The Revenge of Captain Thud 13: Glorious Bastards, Killin’ Natzees.

Grymm Ramblings

Hey there folks, Grymm here. Did you know that CreepKnight and myself are horrible, evil hedonists looking only to entertain you and lead you down a path of self gratification and amusement? Well we are. So sit back, read our insane works and eat like half a package of chocolate chip cookies in a single sitting. Enjoy life. Let us help you enjoy life. Let's be awesome together.

Wow... I completely blanked on this, but the 21st was the Walrus' first anniversary of having its very own site! It was slightly over a year ago that we started things back up. We have Marron to thank for that and her continuing help running the intricate clanking innards of the site that CK and I both fear to touch. Its haunted you know. And only sexy redheads may enter without fear of bad happenings. We are not sexy redheads. Marron most definitely is though. And she's damn good at what she does.

Captain Thud will be closing out soon and marking the beginning of the end for what could be seen as a huge overarching storyline that we've been doing since January. We have so much planned right now its ridiculous. We really hope you dig it. Its gonna be weird and offbeat and further blurring the already bizarre reality lines we straddle on a bi-weekly basis.

In other words, look forward to more the same that you've gotten this past year. But even more so. In the meantime, I ask you, dear readers to help spread our infection. Actually... I just realized... I bet some of you would really dig it if we cobbled together some avatars and forum signature banners and such that you could snag and use as digital propaganda. I'll do that soonish and put up a new page of media you can peruse and use at your leisure.

We love you all. See you Friday!

5 thoughts on “The Revenge of Captain Thud 13: Glorious Bastards, Killin’ Natzees.

  1. Indeed, your plague will spread over the land like a plague of lumbering purple locusts. We, the lieutenants of your dark, giddy bizarreness will use your new devices to infect new, innocent webcomic-browsing souls. We ask only for skip-weasels and cleavage.

  2. Can it be? Someone willingly identifying themselves as a loyal lieutenant of the Walrus? AND capable of SPELLING “lieutenant’ t’boot? Oh happy day! We really do have such a wonderful readers!

  3. I would happily stand along side Marchosias as a loyal, sandal wearing, stylishly bearded lieutenant of the Voodoo Walrus!
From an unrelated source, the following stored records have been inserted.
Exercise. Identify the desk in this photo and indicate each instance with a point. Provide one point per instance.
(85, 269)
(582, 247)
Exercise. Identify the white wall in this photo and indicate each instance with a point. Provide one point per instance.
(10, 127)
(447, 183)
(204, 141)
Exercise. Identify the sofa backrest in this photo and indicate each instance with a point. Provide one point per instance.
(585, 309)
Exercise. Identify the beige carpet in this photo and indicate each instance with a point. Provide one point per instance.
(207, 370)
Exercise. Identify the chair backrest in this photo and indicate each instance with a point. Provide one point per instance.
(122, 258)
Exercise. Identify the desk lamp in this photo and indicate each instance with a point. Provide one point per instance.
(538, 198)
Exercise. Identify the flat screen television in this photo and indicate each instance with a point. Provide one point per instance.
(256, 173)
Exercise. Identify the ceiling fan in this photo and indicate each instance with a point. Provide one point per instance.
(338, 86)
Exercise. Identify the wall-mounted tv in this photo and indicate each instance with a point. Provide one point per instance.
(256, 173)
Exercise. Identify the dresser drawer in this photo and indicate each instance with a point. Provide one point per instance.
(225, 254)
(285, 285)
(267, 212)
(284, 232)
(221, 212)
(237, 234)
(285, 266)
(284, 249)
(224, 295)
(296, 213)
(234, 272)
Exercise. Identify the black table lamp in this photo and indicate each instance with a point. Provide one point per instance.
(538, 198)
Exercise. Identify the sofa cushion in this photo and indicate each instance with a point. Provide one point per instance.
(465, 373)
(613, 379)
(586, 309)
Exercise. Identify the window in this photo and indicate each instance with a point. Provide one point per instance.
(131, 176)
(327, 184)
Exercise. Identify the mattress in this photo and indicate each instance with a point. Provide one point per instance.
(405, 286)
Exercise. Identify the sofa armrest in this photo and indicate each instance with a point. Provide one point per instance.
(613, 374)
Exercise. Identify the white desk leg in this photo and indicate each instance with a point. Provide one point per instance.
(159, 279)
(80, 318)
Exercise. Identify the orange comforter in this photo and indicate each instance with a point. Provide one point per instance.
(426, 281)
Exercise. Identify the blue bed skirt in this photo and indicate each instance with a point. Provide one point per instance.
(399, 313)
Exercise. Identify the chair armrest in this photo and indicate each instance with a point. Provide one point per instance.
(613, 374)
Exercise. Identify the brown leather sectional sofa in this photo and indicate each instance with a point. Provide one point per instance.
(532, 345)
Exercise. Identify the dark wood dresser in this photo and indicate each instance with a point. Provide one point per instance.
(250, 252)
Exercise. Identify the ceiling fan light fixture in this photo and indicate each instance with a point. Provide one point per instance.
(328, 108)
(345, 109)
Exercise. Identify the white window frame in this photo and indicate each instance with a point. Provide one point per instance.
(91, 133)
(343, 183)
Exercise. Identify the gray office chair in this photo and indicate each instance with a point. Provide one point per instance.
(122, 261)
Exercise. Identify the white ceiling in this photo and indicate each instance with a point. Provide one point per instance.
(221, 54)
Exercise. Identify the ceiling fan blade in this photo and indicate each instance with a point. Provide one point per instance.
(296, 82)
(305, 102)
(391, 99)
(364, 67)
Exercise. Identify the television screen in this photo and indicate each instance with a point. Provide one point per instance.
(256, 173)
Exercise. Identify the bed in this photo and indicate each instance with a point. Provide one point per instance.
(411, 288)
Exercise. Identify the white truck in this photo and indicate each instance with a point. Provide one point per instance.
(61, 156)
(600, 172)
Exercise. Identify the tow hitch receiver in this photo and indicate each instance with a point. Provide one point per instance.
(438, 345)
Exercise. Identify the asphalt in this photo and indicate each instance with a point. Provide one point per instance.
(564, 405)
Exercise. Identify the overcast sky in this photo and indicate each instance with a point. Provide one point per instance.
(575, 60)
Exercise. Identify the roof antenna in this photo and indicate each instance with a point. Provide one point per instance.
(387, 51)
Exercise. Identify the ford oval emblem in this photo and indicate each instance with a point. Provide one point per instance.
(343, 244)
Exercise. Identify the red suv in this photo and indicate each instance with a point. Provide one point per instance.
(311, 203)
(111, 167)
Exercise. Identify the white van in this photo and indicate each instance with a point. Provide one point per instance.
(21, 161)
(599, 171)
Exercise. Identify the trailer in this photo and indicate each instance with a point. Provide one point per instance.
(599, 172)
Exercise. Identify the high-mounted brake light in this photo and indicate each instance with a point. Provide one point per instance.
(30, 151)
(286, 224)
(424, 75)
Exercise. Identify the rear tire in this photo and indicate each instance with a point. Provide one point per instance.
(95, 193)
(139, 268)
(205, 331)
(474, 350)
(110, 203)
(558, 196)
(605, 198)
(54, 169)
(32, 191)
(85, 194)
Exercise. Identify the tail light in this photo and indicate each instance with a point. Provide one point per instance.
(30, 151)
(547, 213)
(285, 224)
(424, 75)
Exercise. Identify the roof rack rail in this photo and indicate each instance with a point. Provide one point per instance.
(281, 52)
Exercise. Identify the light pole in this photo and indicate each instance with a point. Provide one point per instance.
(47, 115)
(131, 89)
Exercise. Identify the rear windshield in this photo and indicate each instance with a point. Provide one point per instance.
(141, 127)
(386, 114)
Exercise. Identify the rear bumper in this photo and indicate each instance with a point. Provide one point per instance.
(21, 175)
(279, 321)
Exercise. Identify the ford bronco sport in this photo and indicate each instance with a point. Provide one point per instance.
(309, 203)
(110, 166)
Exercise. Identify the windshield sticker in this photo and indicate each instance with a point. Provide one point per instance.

    Also if you were to create forum signature banners I would definitely make frequent use of them :)

  4. Excellent on all counts! We’re big supporters of proper footwear and stylish facial hair here.

    I’ll be looking into collecting together a bunch of random art that I’ve been using as promo and ads and some other miscellaneous flingings and posting it all for the use of everyone soon.

  5. Welcome, my comrade Muleface, I welcome to our maddened ranks. A to-be-approved war-cry is on Grymm’s desk, written in red finger-painting, and stamped in military style. I leave to you the uniform, as I dress only in royal, fuzzy robes.